I am using the following code to launch a subprocess :

# Run the program
subprocess_result = subprocess.run(
                cmd,
                stdout=subprocess.PIPE,
                stderr=subprocess.PIPE,
                check=False,
                timeout=timeout,
                cwd=directory,
                env=env,
                preexec_fn=set_memory_limits,
            )

The launched subprocess is also a Python program, with a shebang. This subprocess may last for longer than the specified timeout. The subprocess does heavy computations and write results in a file and does not contain any signal handler.

According to the documentation https://docs.python.org/3/library/subprocess.html#subprocess.run, subprocess.run kills a child that timesout :

The timeout argument is passed to Popen.communicate(). If the timeout expires, the child process will be killed and waited for. The TimeoutExpired exception will be re-raised after the child process has terminated.

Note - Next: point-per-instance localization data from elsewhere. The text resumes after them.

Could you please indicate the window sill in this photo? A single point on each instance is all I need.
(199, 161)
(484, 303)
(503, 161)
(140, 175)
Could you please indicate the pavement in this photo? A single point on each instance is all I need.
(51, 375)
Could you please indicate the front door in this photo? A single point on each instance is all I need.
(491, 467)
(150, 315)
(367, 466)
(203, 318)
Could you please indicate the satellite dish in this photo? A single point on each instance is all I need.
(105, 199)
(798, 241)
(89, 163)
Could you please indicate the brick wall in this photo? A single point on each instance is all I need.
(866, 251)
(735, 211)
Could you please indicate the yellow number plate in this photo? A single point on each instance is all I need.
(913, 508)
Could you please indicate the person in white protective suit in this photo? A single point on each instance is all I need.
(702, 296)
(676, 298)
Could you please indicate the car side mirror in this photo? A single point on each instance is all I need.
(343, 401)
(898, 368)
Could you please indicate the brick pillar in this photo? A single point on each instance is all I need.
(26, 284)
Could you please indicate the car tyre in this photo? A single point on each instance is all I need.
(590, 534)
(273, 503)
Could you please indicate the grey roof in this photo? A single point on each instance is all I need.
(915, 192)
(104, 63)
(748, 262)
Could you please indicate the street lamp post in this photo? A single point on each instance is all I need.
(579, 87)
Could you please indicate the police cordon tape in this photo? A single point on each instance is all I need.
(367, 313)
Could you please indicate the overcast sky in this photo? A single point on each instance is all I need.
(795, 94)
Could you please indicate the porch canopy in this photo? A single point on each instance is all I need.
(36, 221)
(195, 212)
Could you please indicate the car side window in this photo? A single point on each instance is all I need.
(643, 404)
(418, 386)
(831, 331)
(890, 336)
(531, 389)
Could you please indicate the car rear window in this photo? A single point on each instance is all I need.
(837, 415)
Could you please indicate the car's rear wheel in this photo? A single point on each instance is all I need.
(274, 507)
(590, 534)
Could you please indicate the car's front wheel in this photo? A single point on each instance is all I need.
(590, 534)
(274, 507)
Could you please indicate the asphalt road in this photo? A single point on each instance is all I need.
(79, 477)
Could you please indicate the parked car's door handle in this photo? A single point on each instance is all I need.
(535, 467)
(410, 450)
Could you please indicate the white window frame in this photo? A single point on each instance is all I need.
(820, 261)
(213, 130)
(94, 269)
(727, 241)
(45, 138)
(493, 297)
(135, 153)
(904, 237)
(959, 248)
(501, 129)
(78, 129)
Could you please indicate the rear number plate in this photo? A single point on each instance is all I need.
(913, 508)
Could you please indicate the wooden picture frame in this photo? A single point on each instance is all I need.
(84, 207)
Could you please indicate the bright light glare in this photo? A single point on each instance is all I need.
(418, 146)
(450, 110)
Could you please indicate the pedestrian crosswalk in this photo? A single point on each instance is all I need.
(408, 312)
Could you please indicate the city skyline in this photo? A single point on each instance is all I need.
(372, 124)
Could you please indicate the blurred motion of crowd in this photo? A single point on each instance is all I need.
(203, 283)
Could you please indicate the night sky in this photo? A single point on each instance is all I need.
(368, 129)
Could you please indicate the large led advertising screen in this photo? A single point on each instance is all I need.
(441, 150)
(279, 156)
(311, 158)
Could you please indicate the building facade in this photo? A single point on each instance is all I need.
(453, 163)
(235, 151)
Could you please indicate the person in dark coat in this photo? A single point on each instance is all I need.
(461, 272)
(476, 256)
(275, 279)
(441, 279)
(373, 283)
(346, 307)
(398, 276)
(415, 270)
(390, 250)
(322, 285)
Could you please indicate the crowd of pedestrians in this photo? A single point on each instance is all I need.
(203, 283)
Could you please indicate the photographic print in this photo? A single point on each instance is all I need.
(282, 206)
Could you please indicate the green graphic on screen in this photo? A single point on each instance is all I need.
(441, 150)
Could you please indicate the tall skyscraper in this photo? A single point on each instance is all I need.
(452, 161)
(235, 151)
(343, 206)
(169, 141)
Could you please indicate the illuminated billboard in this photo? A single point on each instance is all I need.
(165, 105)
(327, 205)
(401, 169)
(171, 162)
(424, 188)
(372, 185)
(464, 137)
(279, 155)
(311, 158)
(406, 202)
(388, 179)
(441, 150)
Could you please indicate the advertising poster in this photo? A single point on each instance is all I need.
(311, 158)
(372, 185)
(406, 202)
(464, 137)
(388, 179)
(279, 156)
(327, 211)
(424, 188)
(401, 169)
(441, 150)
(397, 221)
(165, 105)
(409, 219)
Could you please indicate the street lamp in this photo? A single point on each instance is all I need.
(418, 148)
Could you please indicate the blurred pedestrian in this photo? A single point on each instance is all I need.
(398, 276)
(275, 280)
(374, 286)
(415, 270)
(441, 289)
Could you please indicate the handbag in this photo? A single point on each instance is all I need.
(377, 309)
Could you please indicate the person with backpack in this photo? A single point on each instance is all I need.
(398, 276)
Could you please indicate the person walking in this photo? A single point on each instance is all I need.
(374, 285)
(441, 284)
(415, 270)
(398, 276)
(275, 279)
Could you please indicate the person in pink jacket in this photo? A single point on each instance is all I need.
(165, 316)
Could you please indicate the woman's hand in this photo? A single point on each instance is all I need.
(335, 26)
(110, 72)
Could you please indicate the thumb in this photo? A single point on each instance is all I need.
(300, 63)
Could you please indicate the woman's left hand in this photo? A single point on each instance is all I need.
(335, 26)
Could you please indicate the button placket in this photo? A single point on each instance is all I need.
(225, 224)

When my subprocess timesout, I always receive the subprocess.TimeoutExpired exception, but from time to time the subprocess is not killed, hence still consuming resources on my machine.

So my question is, am I doing something wrong here ? If yes, what and if no, why do I have this issue and how can I solve it ?

Note : I am using Python 3.10 on Ubuntu 22_04

Solution

The most likely culprit for the behaviour you see is that the subprocess you are spawning is probably using multiprocessing and spawning its own child processes. Killing the parent process does not automatically kill the whole set of descendants. The granchildren are inherited by the init process (i.e. the process with PID 1) and will continue to run.

You can verify from the source code of suprocess.run :

with Popen(*popenargs, **kwargs) as process:
    try:
        stdout, stderr = process.communicate(input, timeout=timeout)
    except TimeoutExpired as exc:
        process.kill()
        if _mswindows:
            # Windows accumulates the output in a single blocking
            # read() call run on child threads, with the timeout
            # being done in a join() on those threads.  communicate()
            # _after_ kill() is required to collect that and add it
            # to the exception.
            exc.stdout, exc.stderr = process.communicate()
        else:
            # POSIX _communicate already populated the output so
            # far into the TimeoutExpired exception.
            process.wait()
        raise
    except:  # Including KeyboardInterrupt, communicate handled that.
        process.kill()
        # We don't call process.wait() as .__exit__ does that for us.
        raise

Here you can see at line 550 the timeout is set on the communicate call, if it fires at line 552 the subprocess is .kill()ed. The kill method sends a SIGKILL which immediately kills the subprocess without any cleanup. It's a signal that cannot be caught by the subprocess, so it's not possible that the child is somehow ignoring it.

The TimeoutException is then re-raised at line 564, so if your parent process sees this exception the subprocess is already dead.

This however says nothing of granchildren processes. Those will continue to run as children of PID 1.

I don't see any way in which you can customize how subprocess.run handles subprocess termination. For example, if it used SIGTERM instead of SIGKILL you could modify your child process or write a wrapper process that will catch the signal and properly kill all its descendants. But SIGKILL doesn't give you this luxury.

So I believe that for your use case you cannot use the subprocess.run facade but you should use Popen directly. You can look at the subprocess.run implementation and take just the things that you need, maybe dropping support for platforms you don't use.

Note: There are extremely rare situations in which the subprocesses won't die immediately on SIGKILL. I believe the only situation in which this happens is if the subprocess is performing a very long system call or other kernel operation, which might not be interrupted immediately. If the operation is in deadlock this might prevent the process from terminating forever. However I don't think that this is your case, since you did not mention that the process is stuck doing nothing, but from what you said the process simply seems to continue running.